In the striving for achievement of any sort, the journey itself can become a practice that deepens our connection to life. The following excerpt reminds me of the wonders available for us if we stop long enough to notice the mysteries that show up along the way.
“…Everything about us is paradox. One who strives and conquers grows soft. The magnanimous person grown rich becomes mean. The creative artist for whom everything is made easy nods. Every doctrine swears that it can breed humans, but none can tell in advance what sort of person it will breed. We are not cattle to be fattened for market. In the scales of life an indigent Newton weighs more than a parcel of prosperous nonentities. All of us have had the experience of a sudden joy that came when nothing in the world had forewarned us of its coming—a joy so thrilling that if it was born of misery, we remembered even the misery with tenderness. All of us, on seeing old friends again, have remembered with happiness the trials we lived through with those friends. Of what can we be certain except this—that we are fertilized by mysterious circumstances.”
—from Wind, Sand and Stars by Antoine de Saint Exupery, translated by Louis Galantiere
“Something fundamental changes when people begin to ask questions together. The questions create more of a learning conversation than the normal stale debate about problems.”
– Mike Szymanczyk, Chairman and CEO, The Altria Group.
My friends David Isaacs and Juanita Brown, co-founders of the World Cafe, shared an article with me entitled Conversational Leadership: Thinking together for a Change by Thomas Hurley and Juanita Brown. In it, I found the above quote.
In reflection, the pieces that jump out at me are: asking questions together rather than alone and creating learning conversations instead of debates about problems. The key for me are “questions” versus of answers and cultivating learning versus the old paradigm of being split between what’s right and what’s wrong.
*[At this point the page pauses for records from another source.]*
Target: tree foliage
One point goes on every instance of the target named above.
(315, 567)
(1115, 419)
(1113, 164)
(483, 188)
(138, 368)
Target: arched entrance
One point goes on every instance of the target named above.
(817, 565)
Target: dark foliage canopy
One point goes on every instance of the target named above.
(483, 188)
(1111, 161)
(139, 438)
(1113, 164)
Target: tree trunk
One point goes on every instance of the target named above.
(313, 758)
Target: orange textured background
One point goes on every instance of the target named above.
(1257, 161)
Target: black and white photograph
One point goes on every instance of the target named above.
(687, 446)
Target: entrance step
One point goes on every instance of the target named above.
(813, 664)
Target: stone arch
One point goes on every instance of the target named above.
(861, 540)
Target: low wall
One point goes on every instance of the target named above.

One of the things that I notice about society is that people are in a rush to accomplish things. This happens because a good number of people think that accomplishing things will get them worthiness. For example, “I want to earn such and such diploma, I want to earn X amount of money, I want to be ‘the voice’ for this body of work, or I want to be in a relationship now!”
This kind of mentality is based on meeting the external expectations that have been placed on us (or that we’ve bought into for our self worth). When you think about it, it’s all about achieving something. The majority of people in our communities go through this. Its not that it is bad. It is actually normal to want to accomplish and move forward in our lives. The problem is that we become overly attached to the accomplishing, forgetting that we need to breath and reflect through the process.
We would benefit from asking ourselves through the journey how are we doing. What am I experiencing through the journey? What am I learning? Where are my edges? Where do I feel out of my comfort zone? Who are the people that I want to be with? All of that is really the process of life. We can not get away from it.
In this moment of my life, I know more about what I want than ever and at the same time I am still a great student. I am still inquiring into the mystery of life.